Attention Rabbis: Please ban corn syrup and red meat

Does it make any sense to you that the typical OJ Rabbi will tell you to avoid the mall, but won't say a word about unhealthy foods? I'm not suggesting that our Rabbis start speaking exclusively about the dangers of red meat and corn syrup - certainly, its right and proper for Rabbis to warn about invisible, or if you prefer, spiritual dangers - but couldn't some practical advice be occasionally mixed in with the inveighing against inappropriate music and hemlines?

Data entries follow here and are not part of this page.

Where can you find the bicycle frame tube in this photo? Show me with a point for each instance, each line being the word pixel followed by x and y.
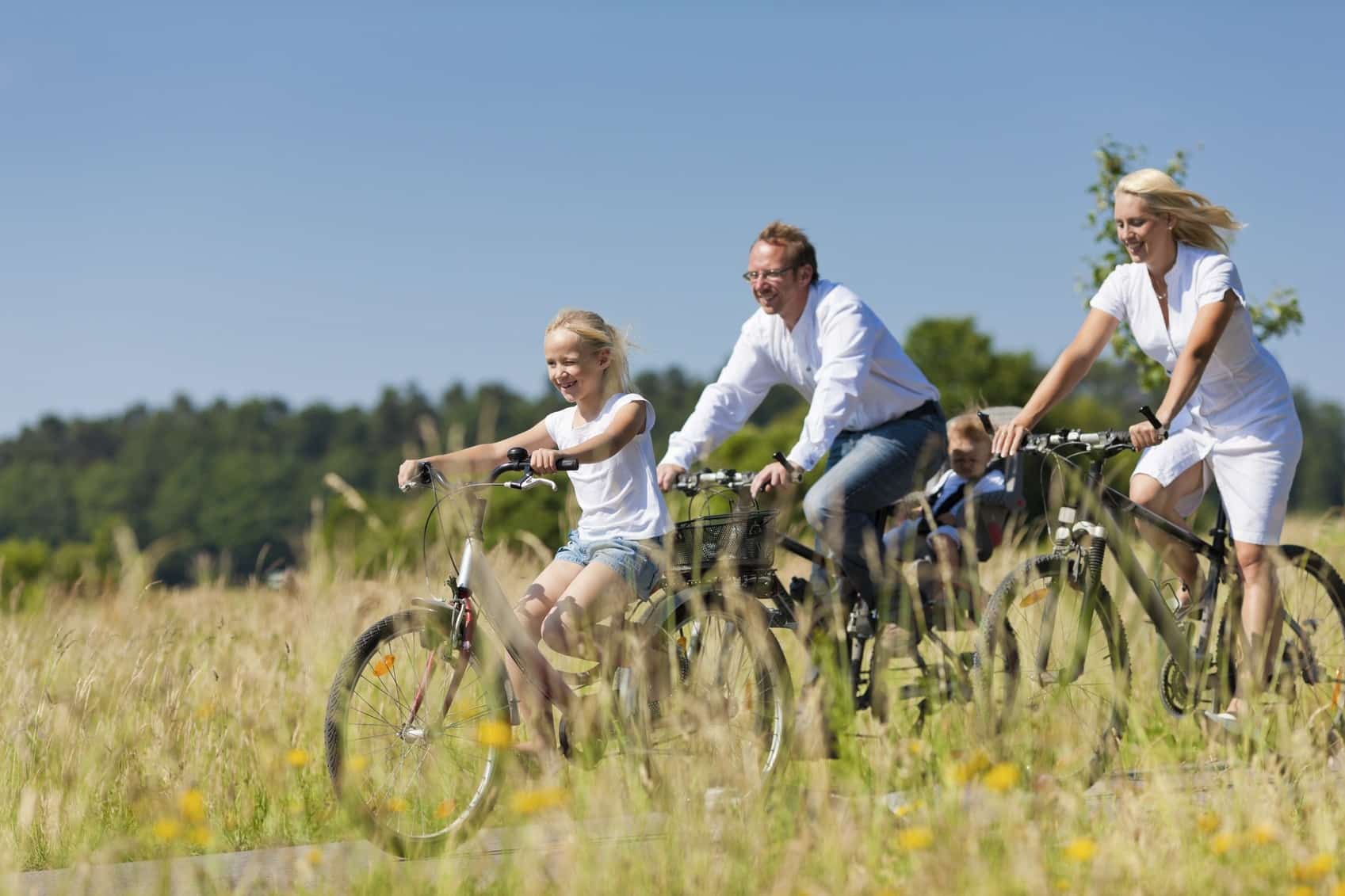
pixel 1102 503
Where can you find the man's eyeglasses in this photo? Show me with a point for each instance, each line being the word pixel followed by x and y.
pixel 774 273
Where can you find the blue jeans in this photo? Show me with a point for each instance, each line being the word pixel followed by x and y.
pixel 866 471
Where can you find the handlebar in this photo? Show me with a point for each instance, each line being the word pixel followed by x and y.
pixel 732 479
pixel 518 462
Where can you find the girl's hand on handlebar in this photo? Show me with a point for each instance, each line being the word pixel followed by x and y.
pixel 667 475
pixel 1144 435
pixel 408 474
pixel 544 460
pixel 1009 439
pixel 775 475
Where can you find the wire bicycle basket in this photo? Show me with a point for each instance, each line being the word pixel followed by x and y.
pixel 743 541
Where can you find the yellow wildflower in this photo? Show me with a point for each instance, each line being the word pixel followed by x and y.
pixel 1003 776
pixel 193 806
pixel 1082 849
pixel 534 801
pixel 494 734
pixel 167 829
pixel 1314 868
pixel 969 768
pixel 915 838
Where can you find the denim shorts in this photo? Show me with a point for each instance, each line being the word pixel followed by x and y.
pixel 630 557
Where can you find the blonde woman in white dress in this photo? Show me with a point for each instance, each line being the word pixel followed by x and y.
pixel 1228 414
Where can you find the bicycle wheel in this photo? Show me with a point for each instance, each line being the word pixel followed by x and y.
pixel 1072 728
pixel 416 734
pixel 721 717
pixel 1305 686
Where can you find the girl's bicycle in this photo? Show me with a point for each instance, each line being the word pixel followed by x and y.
pixel 422 712
pixel 1074 647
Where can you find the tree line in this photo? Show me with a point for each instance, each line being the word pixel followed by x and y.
pixel 235 490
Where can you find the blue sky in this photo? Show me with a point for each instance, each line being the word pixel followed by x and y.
pixel 318 200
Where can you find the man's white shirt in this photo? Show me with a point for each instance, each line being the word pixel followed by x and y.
pixel 839 356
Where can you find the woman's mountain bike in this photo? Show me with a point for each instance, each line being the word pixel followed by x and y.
pixel 904 681
pixel 1074 654
pixel 422 715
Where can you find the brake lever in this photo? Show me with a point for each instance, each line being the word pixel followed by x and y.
pixel 530 482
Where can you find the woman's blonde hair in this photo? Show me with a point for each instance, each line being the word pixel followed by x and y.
pixel 594 335
pixel 1194 215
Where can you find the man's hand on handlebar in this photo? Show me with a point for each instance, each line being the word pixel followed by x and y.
pixel 667 475
pixel 777 475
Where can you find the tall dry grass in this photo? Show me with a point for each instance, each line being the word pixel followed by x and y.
pixel 158 723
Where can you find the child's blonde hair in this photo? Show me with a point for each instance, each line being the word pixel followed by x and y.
pixel 969 427
pixel 596 334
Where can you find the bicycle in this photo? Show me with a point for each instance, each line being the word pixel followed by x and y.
pixel 422 712
pixel 1074 646
pixel 931 681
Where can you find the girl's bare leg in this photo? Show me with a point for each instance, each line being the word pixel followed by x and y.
pixel 538 601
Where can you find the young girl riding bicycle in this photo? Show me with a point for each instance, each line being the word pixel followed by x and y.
pixel 612 556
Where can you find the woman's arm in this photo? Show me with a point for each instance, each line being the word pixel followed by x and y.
pixel 1211 322
pixel 1071 366
pixel 627 423
pixel 479 458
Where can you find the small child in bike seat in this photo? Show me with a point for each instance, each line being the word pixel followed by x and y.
pixel 936 545
pixel 612 556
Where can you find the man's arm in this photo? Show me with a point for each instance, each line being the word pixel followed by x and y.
pixel 723 408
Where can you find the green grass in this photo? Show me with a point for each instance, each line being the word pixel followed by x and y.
pixel 164 723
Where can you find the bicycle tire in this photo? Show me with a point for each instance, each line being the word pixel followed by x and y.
pixel 728 715
pixel 1312 595
pixel 1096 701
pixel 418 817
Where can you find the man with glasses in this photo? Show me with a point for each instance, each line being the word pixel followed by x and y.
pixel 870 410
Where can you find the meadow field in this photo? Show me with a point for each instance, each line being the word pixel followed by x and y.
pixel 150 723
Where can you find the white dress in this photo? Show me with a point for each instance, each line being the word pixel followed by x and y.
pixel 1240 423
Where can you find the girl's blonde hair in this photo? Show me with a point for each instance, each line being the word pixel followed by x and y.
pixel 1194 215
pixel 596 334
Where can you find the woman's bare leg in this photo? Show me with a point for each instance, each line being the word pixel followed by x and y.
pixel 1260 618
pixel 1164 499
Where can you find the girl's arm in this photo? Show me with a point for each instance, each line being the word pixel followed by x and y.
pixel 627 423
pixel 1071 366
pixel 1190 365
pixel 479 458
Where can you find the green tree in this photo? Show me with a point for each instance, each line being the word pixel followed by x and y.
pixel 1279 314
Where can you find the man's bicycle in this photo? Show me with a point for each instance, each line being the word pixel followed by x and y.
pixel 422 712
pixel 1072 646
pixel 931 666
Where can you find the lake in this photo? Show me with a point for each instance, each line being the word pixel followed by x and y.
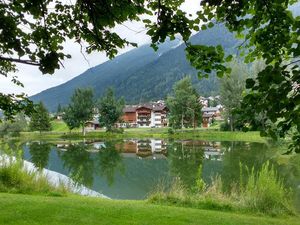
pixel 133 168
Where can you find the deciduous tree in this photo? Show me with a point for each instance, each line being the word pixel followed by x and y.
pixel 110 109
pixel 40 119
pixel 34 33
pixel 184 106
pixel 80 109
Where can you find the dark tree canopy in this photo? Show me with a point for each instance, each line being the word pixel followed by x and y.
pixel 33 32
pixel 80 110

These thoughts occurred to me last shabbos, as I sat at a shul kiddush with a mouthful of cholent meat, and a glass of soda in my hand. Look at me, I thought. Here I am doing something inarguably damaging to my health. The meat in my mouth gleams with fat, the soda is packed with sugar and carbohydrates, and all the peer group signals tell me to continue shoving these things down my throat. Why must it be like that? We have a Rabbi who exhorts us weekly to choose life, to learn more, to daven more fervently, and to take extra steps to avoid evil influences. Yet, there he sits, his own plate piled high with cake and red meat. Does this make any sense? Can you explain why the Rabbi uses his considerable influence to get women to wear longer hemlines, but does nothing to benefit our waistlines? All he'd have to do is ban soda from the shul, the way he's already banned various books and events, and urge us to serve meatless cholent as he already urges us to serve cholov yisroel.  Small steps, but think of the difference it would make to our health. Think of the example it would set, and the message it would send. Think of how robust Orthodox Jews would be if we worried about out health in the way we worry about mitzvah points and segulot, if we ran from corn syrup the way we run from pork. But we don't. So, instead of robust, we're roly-poly, the stoutest of all men, the roundest of all nations, the pastiest people. It could be otherwise.